A bare mile across the water he had a view of the whole length of the peninsula, along its tip the thrilling mix of towers and miradors of every antiquity. While they waited for the ferry he savoured the moment, aware that the future for any one of them – Spaniard, French or British – was quite without knowing in a world of war and betrayal.

‘We stay with my friend, Benita. She’s in the old city in La Vina – we grew up together,’ Dolores added shyly. ‘Do not pay mind to her marido, her man. He is rough but kind to her so I like him.’

The door, with its cast-iron grille, was a long time being answered. Eventually a nervous maidservant made much of wanting to know who they were, disturbing her mistress in the hour of siesta. Renzi, a blank-faced Jago and the others waited in the street, a narrow, cobbled passageway, Corralon de Los Carros, atmospheric with its mustard yellow and dusky red stone dwellings.

When Benita appeared she dissolved into delighted squeals. ‘My dear, and I was so worried for you in Madrid! We’ve heard such dreadful tales and all these strangers running, hiding! Do come in … Oh, these are your friends?’ she said, in sudden suspicion.

Mi querido amiga, I’ve much to tell you. But, Benita, this is an English lord here to do pilgrimage, and is caught up in our disgraceful happenings. Do let us in!’

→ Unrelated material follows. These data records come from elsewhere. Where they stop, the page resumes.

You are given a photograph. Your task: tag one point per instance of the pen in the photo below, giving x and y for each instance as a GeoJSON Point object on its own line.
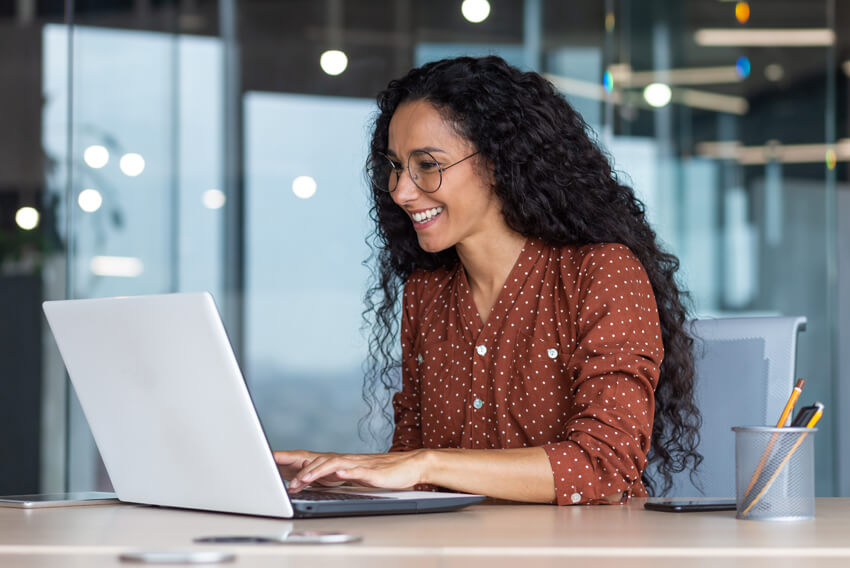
{"type": "Point", "coordinates": [806, 413]}
{"type": "Point", "coordinates": [786, 412]}
{"type": "Point", "coordinates": [811, 424]}
{"type": "Point", "coordinates": [789, 406]}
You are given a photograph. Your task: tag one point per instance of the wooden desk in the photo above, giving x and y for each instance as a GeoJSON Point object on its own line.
{"type": "Point", "coordinates": [493, 535]}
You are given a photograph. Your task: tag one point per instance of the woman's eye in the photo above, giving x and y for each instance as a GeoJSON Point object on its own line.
{"type": "Point", "coordinates": [428, 166]}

‘Of course. Entra, caballeros – oh, they don’t understand Castilian. Tell them they’re welcome, Dolores, please!’

She glanced at Renzi, in whom any sign of competence in the Spanish language would suggest a spy, and said coyly in English, ‘Miss Benita invites you in, m’ lord.’

There was much discussion, resulting in Renzi being awarded the topmost bedroom while Jago and the servants would sleep on the kitchen floor.

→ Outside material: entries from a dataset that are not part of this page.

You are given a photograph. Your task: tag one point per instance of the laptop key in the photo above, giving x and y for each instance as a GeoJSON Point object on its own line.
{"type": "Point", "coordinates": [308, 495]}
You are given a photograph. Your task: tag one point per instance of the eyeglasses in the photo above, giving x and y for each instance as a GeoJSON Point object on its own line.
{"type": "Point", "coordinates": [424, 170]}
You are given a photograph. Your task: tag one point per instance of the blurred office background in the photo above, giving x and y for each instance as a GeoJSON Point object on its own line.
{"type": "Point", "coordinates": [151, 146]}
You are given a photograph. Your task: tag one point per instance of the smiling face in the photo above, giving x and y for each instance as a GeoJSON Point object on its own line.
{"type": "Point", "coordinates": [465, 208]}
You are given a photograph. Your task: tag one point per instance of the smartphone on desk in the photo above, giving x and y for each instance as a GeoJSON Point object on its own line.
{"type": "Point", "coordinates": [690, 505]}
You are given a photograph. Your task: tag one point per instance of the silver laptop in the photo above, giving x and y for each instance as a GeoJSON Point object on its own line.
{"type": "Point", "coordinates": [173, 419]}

The cold bath that followed was welcome, but what Renzi most appreciated was the view. From his window, a floor higher than the houses about them and not so far from the entrance of the outer harbour, he could look out to sea – and, wonderfully, make out the regular shapes of ships at anchor. There was the Inshore Squadron of Collingwood’s fleet under some admiral he couldn’t know but who was the direct inheritor of Lord Nelson’s mantle when he’d been the courageous leader of that squadron before Trafalgar.